A broader coalition could have reduced the possibility of the government dissolving over the draft reform and the 2013 budget.
Mofaz entered Netanyahu's coalition in a surprise hookup in May, in part to try to end decades of draft exemptions for ultra-Orthodox Jewish men. But with a court-ordered Aug. 1 draft reform deadline looming and with Netanyahu's government looking unlikely to push as thorough an overhaul to the system as Kadima would like, the sides failed to reach a compromise and Kadima quit the government last Tuesday.
Mofaz was still steaming Monday over Netanyahu's unwillingness to bring most ultra-Orthodox men into the military.
"We won't allow the prime minister to legitimize the scandalous draft-dodging through political bribery and gift-giving," he told a hastily convened news conference.
Kadima is the largest party in Israel's parliament, winning one more seat than Netanyahu's Likud Party in the last election in February 2009. But it rejected his invitation to join the hardline government he set up then, because then-leader Tzipi Livni concluded he was not seriously interested in seeking peace with the Palestinians.
Peacemaking has languished in the three years since Netanyahu took power, with Palestinians refusing to return to the negotiating table unless he freezes all construction on occupied lands they seek for a future state. Netanyahu accuses the Palestinians of being obstructionist and says the fate of settlements must be decided in negotiations.
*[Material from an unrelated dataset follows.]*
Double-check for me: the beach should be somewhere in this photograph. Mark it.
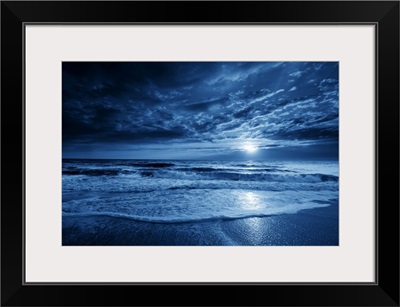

In the meantime, the Israeli prime minister has focused his diplomatic energies on warning the world against Iran's nuclear program, dismissing Tehran's claims that its nuclear program is for peaceful purposes. Netanyahu maintains a nuclear-armed Tehran is a threat to the Jewish state's survival and says Israel will do whatever necessary to stop Iran from building atomic bombs, including a military strike on Iran.
Critics of military action, including former high-ranking Israeli security officials, say a strike threatens to set off a regional war without significantly setting back the Iranian program.
Israel is also contemplating an attack in neighboring Syria, where a ferocious, 17-month-old uprising has made President Bashar Assad's hold on power increasingly tenuous. Israel is afraid that the collapse of a central government in Syria would allow militants affiliated with Lebanon's Hezbollah group or the Al Qaeda terror network to raid Syrian military arsenals for chemicals weapons or missiles that could be turned against Israel. It is weighing a strike against those arsenals to prevent this.
On Sunday, Netanyahu warned on U.S. news shows that Israel would "have to act" if the Syrian regime collapses and there's a risk militants could put their hands on such weapons.